Perfil do uso de sedoanalgesia em crianças sob ventilação mecânica em unidade de terapia intensiva

RESUMO

OBJETIVO: Descrever o uso de analgésicos e sedativos em crianças submetidas à ventilação mecânica em uma Unidade de Terapia Intensiva Pediátrica, identificando as drogas utilizadas, doses e duração, além de verificar a ocorrência de síndrome de Abstinência.
MÉTODOS: Realizou-se um estudo de caráter observacional, transversal, retrospectivo, descritivo, com abordagem quantitativa e análise secundária dos dados. Participaram crianças admitidas em uma Unidade de Terapia Intensiva Pediátrica, entre os meses de julho de 2014 e junho de 2015, com necessidade de terapia analgésica e/ou sedativa em infusão contínua e de ventilação mecânica, que permaneceram no setor por mais de 12 horas.
RESULTADOS: Identificou-se um total de 41 indivíduos, correspondendo a 63% dos pacientes internados.
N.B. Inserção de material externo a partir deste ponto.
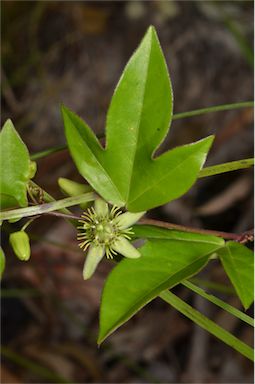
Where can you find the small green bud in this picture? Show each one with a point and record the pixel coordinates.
(2, 261)
(32, 169)
(20, 244)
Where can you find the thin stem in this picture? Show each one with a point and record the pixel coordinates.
(163, 224)
(176, 116)
(48, 207)
(220, 303)
(226, 167)
(47, 152)
(207, 324)
(215, 108)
As medicações empregadas para sedoanalgesia contínua foram Midazolam, Cetamina e Fentanil. Esses fármacos foram utilizados em baixas doses de infusão por um tempo médio de 11,5±11,4 dias. A síndrome de Abstinência ocorreu em 39% dos pacientes, sendo que estes fizeram uso das mesmas por um período médio de 19,31(±11,57) dias. Observou-se uma relação entre sedoanalgesia prolongada com o desenvolvimento da síndrome (p<0,001), uma vez que 70% daqueles que receberam sedoanalgesia contínua por um período superior a 7 dias desenvolveram abstinência.
CONCLUSÕES: O emprego de analgésicos e sedativos configurou-se prática bastante frequente e, devido ao tempo de uso prolongado dos fármacos, verificou-se ocorrência importante de síndrome de Abstinência.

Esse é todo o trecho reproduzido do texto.